Recently, I’ve been interested in making paintings that have a single focal point or event. Working as a writer for twenty years has something to do with it.
Early on, I found that any writing assignment, whether a three-word headline or a 25 page paper, could succeed only if I identified a single subject and structured everything else around that. I’ve been going through the same exercise with watercolors. Typically, they begin with too much or too little happening. I keep working until a single visual event emerges. My aspiration is a poem without words.
Indeed, one of my heroes is the poet, Sharon Olds, whose poem, “The One Girl at the Boys’ Party,” is a model of poetic focus. Here, words and pictures coalesce around her daughter’s math ability, with the metaphor extending through the rest of the poem:
When I take my girl to the swimming party
I set her down among the boys. They tower and
bristle, she stands there smooth and sleek,
her math scores unfolding in the air around her.
. . . they will
see her sweet face, solemn and
sealed, a factor of one, and she will
see their eyes, two each,
their legs, two each, and the curves of their sexes,
one each, and in her head she'll be doing her
wild multiplying, as the drops
sparkle and fall to the power of a thousand from her body.
I discovered the need for one point of focus during the summer of 2018 working on Tupistra Tupistroides, a watercolor on top of a frail botanical print that became more and more layered, complex and unfocused. It needed closure before the paper fell apart. A single bright blue shape in the middle foreground did the trick. In another painting, Red Flag, I recognized at the last moment the importance of a flag-like shape on the upper left that had preceded everything else in the painting. In Triangle, the ovoid shape depends on the underlying blue lines to exist, but is nevertheless the defining event. All the other paintings in this group are environments where one event dominates.
I work with oil and canvas, watercolor and paper, and the feeling is similar to working my vegetable garden or pruning tree limbs. The painting is an ecosystem with its own laws and gifts – weather, gravity, wood, plants, rain, hot sun, erosion – so I enter cautiously and try to leave no trace. My goal is always a poem without words.
One of the reasons I make paintings is to quiet my thinking, and its offshoot, worrying. Thinking and worrying are intimately connected to time, especially the awareness that time will run out. Instead of thinking and worrying, what I do is improvise. To improvise, I make rules and set up an instrument -- various materials ready to go -- and for a period of time forego everything else. In the end, improvisation is a kind of hyper-focus, when time stops.

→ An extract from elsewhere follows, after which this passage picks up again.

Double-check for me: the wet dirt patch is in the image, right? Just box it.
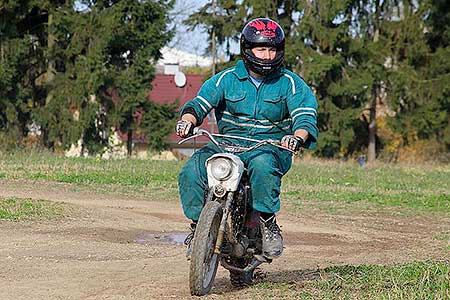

Now, instead of worrying about global warming, people, shelter, reputation, suffering, and money, I operate in a small ecosystem of pigment, liquid, paper or canvas, tools, and my own impulses. The choices are infinite, but less infinite, so to speak, than in the ecosystem of the real world.
When I’m painting, I try to put the tendency to think and worry to good use -- sublimating it through instant feedback that says “go” or “no-go” to every action. Whether it's too much darkness, not enough complexity, too much allusion, not enough history, too much geometry, not enough singularity -- when I'm sorting these out, I feel like one of the materials, which is a peaceful state.